The field of super-resolution imaging points to the interdisciplinary nature of chemistry, and science in general. The field relied on developments in physics and optics (e.g. Moerner's work on single molecule detection and Hell's work on stiumlated emission depletion), development of new chemical probes (e.g. work on photoswitchable fluorescent proteins by Jennifer Lippincott-Scwartz and photoswitchable organic dyes by Xiaowei Zhuang), and the technique has been hugely important in addressing a number of fundamental biological questions from the spatial organization of components in bacteria to the inner workings of the brain.

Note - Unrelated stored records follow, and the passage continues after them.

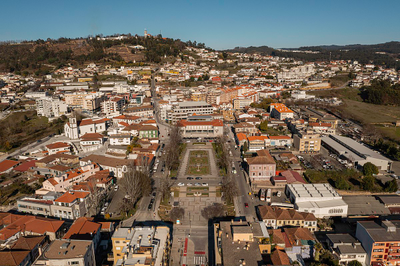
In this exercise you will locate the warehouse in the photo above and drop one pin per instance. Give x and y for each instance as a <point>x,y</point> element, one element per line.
<point>355,152</point>
<point>320,199</point>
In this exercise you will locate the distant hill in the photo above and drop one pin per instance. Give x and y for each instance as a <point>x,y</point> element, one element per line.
<point>381,54</point>
<point>40,57</point>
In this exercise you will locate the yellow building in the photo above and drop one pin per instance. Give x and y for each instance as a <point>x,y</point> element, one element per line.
<point>307,142</point>
<point>198,96</point>
<point>144,245</point>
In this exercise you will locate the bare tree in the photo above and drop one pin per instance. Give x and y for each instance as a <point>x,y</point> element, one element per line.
<point>135,184</point>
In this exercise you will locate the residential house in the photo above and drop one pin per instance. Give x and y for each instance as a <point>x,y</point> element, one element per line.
<point>65,252</point>
<point>71,205</point>
<point>141,245</point>
<point>148,131</point>
<point>346,248</point>
<point>117,167</point>
<point>381,241</point>
<point>275,217</point>
<point>201,129</point>
<point>262,167</point>
<point>307,142</point>
<point>85,228</point>
<point>58,147</point>
<point>13,226</point>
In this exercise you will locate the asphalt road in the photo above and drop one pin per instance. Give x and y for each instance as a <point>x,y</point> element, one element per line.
<point>243,187</point>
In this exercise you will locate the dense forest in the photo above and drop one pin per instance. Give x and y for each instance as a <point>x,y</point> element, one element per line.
<point>40,56</point>
<point>381,92</point>
<point>386,56</point>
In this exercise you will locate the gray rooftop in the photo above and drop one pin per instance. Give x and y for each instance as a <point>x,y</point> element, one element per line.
<point>193,104</point>
<point>364,205</point>
<point>351,148</point>
<point>379,233</point>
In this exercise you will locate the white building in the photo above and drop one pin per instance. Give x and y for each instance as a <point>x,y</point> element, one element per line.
<point>201,129</point>
<point>120,139</point>
<point>112,106</point>
<point>185,109</point>
<point>74,129</point>
<point>49,107</point>
<point>65,252</point>
<point>320,199</point>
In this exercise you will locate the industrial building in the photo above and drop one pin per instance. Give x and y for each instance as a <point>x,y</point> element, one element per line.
<point>320,199</point>
<point>355,152</point>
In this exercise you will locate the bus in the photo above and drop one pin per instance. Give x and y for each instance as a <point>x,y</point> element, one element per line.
<point>268,196</point>
<point>262,194</point>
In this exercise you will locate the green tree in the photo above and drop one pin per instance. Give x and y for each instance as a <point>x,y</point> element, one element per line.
<point>368,183</point>
<point>245,147</point>
<point>263,125</point>
<point>318,248</point>
<point>354,263</point>
<point>370,169</point>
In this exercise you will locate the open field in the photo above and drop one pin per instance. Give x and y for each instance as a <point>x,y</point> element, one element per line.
<point>21,128</point>
<point>371,113</point>
<point>346,93</point>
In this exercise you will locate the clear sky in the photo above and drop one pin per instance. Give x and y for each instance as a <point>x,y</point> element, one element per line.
<point>220,24</point>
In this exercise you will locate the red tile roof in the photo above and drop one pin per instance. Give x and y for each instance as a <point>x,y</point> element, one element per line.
<point>83,229</point>
<point>7,164</point>
<point>27,223</point>
<point>241,136</point>
<point>57,145</point>
<point>25,166</point>
<point>215,122</point>
<point>69,197</point>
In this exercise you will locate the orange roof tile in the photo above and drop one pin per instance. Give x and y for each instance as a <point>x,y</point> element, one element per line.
<point>7,164</point>
<point>69,197</point>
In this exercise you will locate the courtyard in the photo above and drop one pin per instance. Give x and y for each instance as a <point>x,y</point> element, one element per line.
<point>198,163</point>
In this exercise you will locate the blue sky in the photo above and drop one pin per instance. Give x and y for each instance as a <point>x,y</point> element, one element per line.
<point>220,24</point>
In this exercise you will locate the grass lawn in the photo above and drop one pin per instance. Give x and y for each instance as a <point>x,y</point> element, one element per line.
<point>203,170</point>
<point>198,163</point>
<point>22,128</point>
<point>346,93</point>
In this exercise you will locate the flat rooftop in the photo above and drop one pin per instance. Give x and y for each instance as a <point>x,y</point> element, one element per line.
<point>193,104</point>
<point>361,205</point>
<point>351,148</point>
<point>314,191</point>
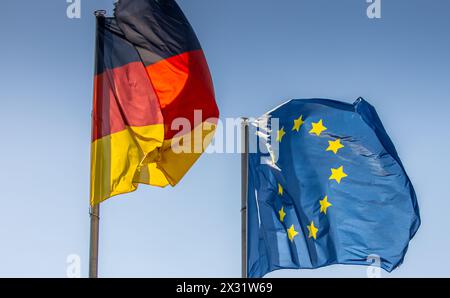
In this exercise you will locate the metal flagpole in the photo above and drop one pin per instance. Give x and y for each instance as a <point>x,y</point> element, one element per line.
<point>244,180</point>
<point>95,210</point>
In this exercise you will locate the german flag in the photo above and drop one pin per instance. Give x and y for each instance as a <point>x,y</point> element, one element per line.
<point>154,110</point>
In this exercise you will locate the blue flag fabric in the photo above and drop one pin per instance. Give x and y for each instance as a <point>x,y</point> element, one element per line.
<point>330,189</point>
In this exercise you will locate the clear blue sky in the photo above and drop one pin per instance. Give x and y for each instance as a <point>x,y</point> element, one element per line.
<point>261,53</point>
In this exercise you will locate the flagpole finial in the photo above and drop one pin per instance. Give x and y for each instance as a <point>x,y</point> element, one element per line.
<point>100,13</point>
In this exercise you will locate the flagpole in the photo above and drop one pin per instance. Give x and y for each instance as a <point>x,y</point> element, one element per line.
<point>94,212</point>
<point>244,180</point>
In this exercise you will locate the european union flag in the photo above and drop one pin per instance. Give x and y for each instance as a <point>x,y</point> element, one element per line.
<point>329,189</point>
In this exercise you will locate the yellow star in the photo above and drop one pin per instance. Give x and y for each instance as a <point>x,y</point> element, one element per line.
<point>317,128</point>
<point>280,135</point>
<point>313,231</point>
<point>298,123</point>
<point>282,214</point>
<point>335,146</point>
<point>324,205</point>
<point>280,189</point>
<point>292,233</point>
<point>338,174</point>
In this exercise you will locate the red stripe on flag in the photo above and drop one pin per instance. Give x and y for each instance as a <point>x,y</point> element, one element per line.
<point>123,97</point>
<point>183,84</point>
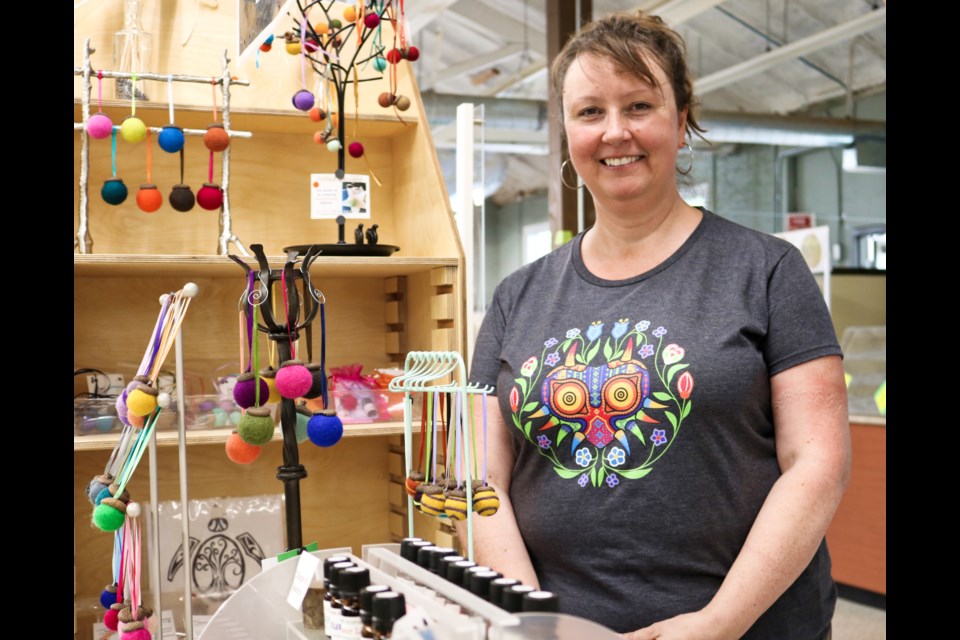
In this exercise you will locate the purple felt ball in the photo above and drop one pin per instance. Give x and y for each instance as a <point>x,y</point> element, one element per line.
<point>99,126</point>
<point>325,429</point>
<point>244,393</point>
<point>303,100</point>
<point>293,380</point>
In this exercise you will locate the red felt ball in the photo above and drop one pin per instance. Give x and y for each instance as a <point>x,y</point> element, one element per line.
<point>149,198</point>
<point>216,138</point>
<point>210,196</point>
<point>240,451</point>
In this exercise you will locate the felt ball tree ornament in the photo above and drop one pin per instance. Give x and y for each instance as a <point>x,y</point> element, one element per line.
<point>99,125</point>
<point>149,198</point>
<point>114,191</point>
<point>171,138</point>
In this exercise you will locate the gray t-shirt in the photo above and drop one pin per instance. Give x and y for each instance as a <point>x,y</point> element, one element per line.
<point>641,420</point>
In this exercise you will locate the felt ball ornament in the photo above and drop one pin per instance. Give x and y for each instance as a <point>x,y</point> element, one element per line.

This is an unfortunate case where the limit of only three Nobelists per prize excludes worthy individuals from recognition. All three are definitely worthy of the honor (though Moerner more for his contributions to single molecule imaging and spectroscopy, not necessarily to super-resolution imaging). Betzig published his super-resolution imaging method (
Betzig et al. 2006) simultaneously with two other groups, those of Xiaowei Zhuang (
Rust et al. Nature Methods 2006) and Sam Hess (
Hess et al. Biophysical Journal 2006). Jennifer Lippincott-Schwartz also has contributed to a lot to the field through her work with photoswitchable fluorescent proteins, a requirement for Betzig's method (she was a co-author on Betzig's 2006 papers). Mats Gustafsson, who sadly passed away a few years ago, was another key pioneer in the field through his work on structured illumination microscopy, and would have been another worthy of recognition.